Under the dim light of a torch, from the thickened barley in the barrel, bubbles rise and pop, disappearing quickly. It’s strange to see it become so mushy so fast, but it might be because the special sake yeast from Ashud region is so potent.
“At this point, we stir it. The first stirring should be slow and gentle.”
We demonstrate the hand movements and body posture.
“Don’t stir too much.”
“Yes!”
We have them try it out. Jin-san gets it right, but Lam-san seems to be struggling.
From this point, we realize that Lam-san is somewhat clumsy, while Jin-san, despite his large frame, is quite dexterous.
We stir every day, gradually increasing the stirring time and intensity.
In about a month, the stirring becomes rougher, which works perfectly for Lam-san. She doesn’t mind heavy physical labor and actually prefers it.
Jin-san quickly picks up everything with his skilled hands. He’s a competent, if not exceptional, individual.
After about a month and a half, the Bā-Ō is ready. We have the three batches—mine, Jin-san’s, and Lam-san’s—taste-tested by my father and others.
“This is delicious! This is it!”
My father sheds tears after drinking the Bā-Ō, his first in a long while. Naturally, it’s the one I made.
I had initially made three barrels of Bā-Ō, but half was given to some aristocrats I was friendly with. The rest was shared with the villagers who helped industrialize the brewing process, so it disappeared quickly. That’s why the villagers were eagerly waiting for us to finish this batch.
“This is really good.”
“It’s strong, but easy to drink, with a delicious flavor that dances on the tongue!”
“This is really delicious. Lord Toma must be the messenger of the God of Sake!”
The villagers praise the Bā-Ō, but I’m not a messenger of any god. There are twelve gods worshipped in the temple, and among them is the God of Sake, but I’m definitely not one of its messengers.
“This sake is watery.”
That’s Jin-san’s Bā-Ō.
“It’s good, but compared to Lord Toma’s, it’s lacking a punch.”

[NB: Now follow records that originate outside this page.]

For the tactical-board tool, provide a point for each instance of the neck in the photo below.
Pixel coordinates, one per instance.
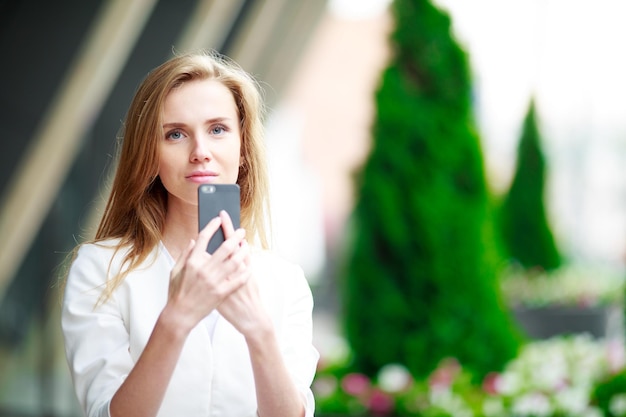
(181, 225)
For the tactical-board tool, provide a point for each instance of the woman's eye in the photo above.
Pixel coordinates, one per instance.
(218, 130)
(175, 135)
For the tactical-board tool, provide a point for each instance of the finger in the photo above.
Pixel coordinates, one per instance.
(227, 224)
(206, 233)
(230, 245)
(180, 262)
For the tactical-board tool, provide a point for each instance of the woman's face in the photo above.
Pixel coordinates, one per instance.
(202, 139)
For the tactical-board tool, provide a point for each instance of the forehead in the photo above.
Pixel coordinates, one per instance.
(206, 98)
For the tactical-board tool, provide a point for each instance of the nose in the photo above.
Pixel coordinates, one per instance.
(200, 150)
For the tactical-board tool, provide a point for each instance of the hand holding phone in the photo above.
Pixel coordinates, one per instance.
(212, 198)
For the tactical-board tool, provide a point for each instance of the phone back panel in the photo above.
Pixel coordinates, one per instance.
(212, 198)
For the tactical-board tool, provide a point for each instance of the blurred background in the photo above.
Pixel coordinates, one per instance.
(70, 67)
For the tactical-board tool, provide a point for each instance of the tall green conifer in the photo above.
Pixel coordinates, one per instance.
(526, 232)
(420, 280)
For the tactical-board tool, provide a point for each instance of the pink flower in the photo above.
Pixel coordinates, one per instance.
(380, 403)
(490, 383)
(356, 384)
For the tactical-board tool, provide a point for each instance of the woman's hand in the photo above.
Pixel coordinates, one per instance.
(200, 282)
(243, 307)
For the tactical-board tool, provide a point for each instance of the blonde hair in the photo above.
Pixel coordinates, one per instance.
(136, 208)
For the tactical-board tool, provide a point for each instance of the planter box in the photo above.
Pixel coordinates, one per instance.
(545, 322)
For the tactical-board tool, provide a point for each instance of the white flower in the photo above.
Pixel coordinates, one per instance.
(617, 406)
(533, 404)
(393, 378)
(573, 401)
(493, 407)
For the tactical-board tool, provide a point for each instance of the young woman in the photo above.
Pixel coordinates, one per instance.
(153, 324)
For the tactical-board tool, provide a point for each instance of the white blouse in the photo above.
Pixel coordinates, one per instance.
(213, 376)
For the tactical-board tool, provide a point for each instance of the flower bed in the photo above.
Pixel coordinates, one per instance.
(553, 377)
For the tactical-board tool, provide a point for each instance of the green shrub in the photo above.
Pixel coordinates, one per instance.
(420, 277)
(526, 232)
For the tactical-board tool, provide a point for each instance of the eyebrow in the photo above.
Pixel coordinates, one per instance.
(208, 121)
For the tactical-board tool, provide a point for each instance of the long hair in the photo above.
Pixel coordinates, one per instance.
(136, 208)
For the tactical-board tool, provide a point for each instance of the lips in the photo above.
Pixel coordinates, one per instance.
(202, 176)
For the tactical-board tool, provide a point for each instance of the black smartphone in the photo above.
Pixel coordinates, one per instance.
(212, 198)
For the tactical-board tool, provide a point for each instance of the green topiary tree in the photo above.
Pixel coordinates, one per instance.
(420, 278)
(526, 233)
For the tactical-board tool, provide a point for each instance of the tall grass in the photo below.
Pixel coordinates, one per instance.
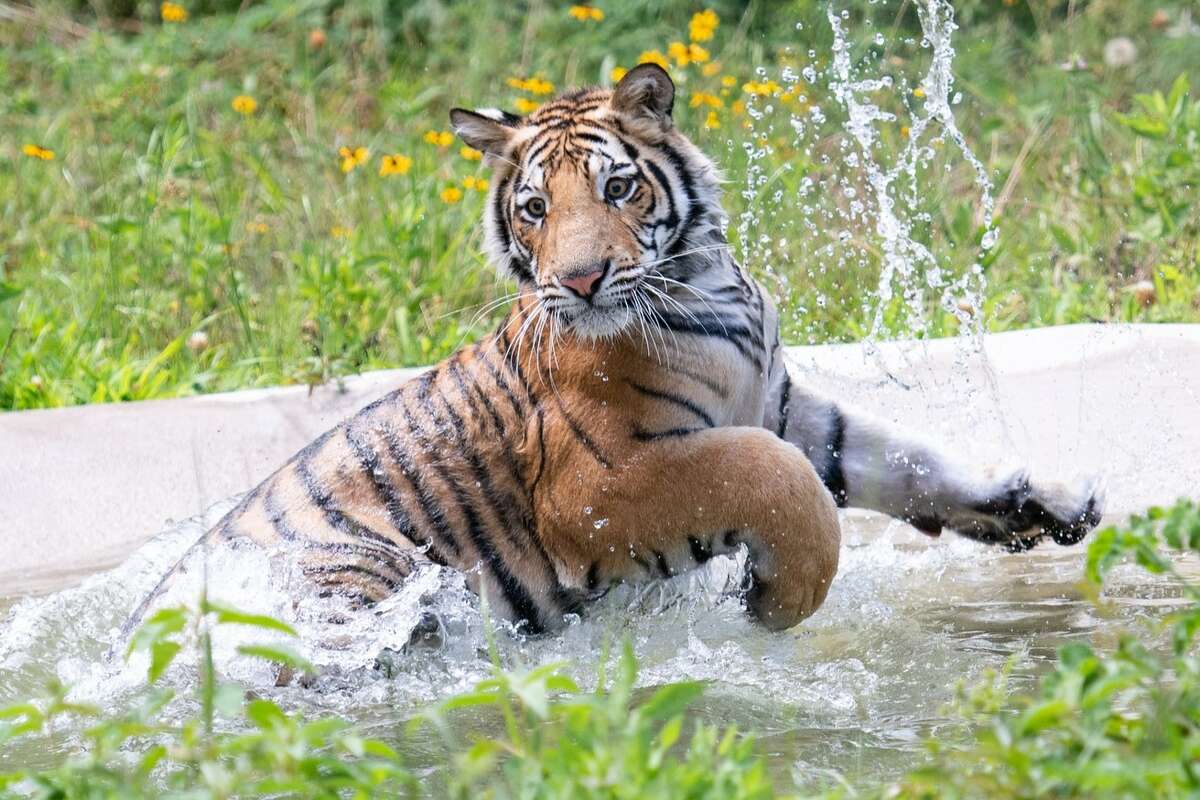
(173, 245)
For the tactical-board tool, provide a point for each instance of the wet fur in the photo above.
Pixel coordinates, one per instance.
(627, 435)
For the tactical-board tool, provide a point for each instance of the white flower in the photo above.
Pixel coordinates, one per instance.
(1120, 52)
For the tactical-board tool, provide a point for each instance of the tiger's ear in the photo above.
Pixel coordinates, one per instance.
(487, 130)
(646, 90)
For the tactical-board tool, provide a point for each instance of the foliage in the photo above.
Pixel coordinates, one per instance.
(229, 745)
(600, 744)
(1120, 725)
(167, 238)
(1116, 725)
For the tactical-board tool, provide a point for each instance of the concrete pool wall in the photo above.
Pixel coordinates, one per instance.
(82, 487)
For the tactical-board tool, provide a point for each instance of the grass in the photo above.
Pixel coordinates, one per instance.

My Bā-Ō is 55% alcohol, but Jin-san’s is only 30%. Maybe that’s why it feels a little lacking.
“This one gives me a scratchy feeling in my throat.”
“Yeah, it’s got a lot of off-flavors.”
Lam-san’s Bā-Ō didn’t fare well in comparison. As expected, it turned out to be a bit rough, with many off-flavors.
“But compared to the alcohol we used to drink, it’s better.”
The wine-like fruit alcohol they used to drink in the village had an alcohol content of around 10% and was quite bitter, as information manipulation taught me.
When compared to that, Lam-san’s sake was better, everyone agreed.
“To conclude, the Bā-Ō that Toma made is the one we’ll consider as proper Bā-Ō. Jin and Lam’s versions are better than the existing alcohol, but not good enough to be sold as Bā-Ō.”
“Well, we could market them as premium sake, first-class sake, second-class sake. If it’s second-class, it could be sold at a more affordable price.”
Jin-san and Lam-san look a little down, but considering it’s their first try, it’s understandable. They should be praised for producing something drinkable.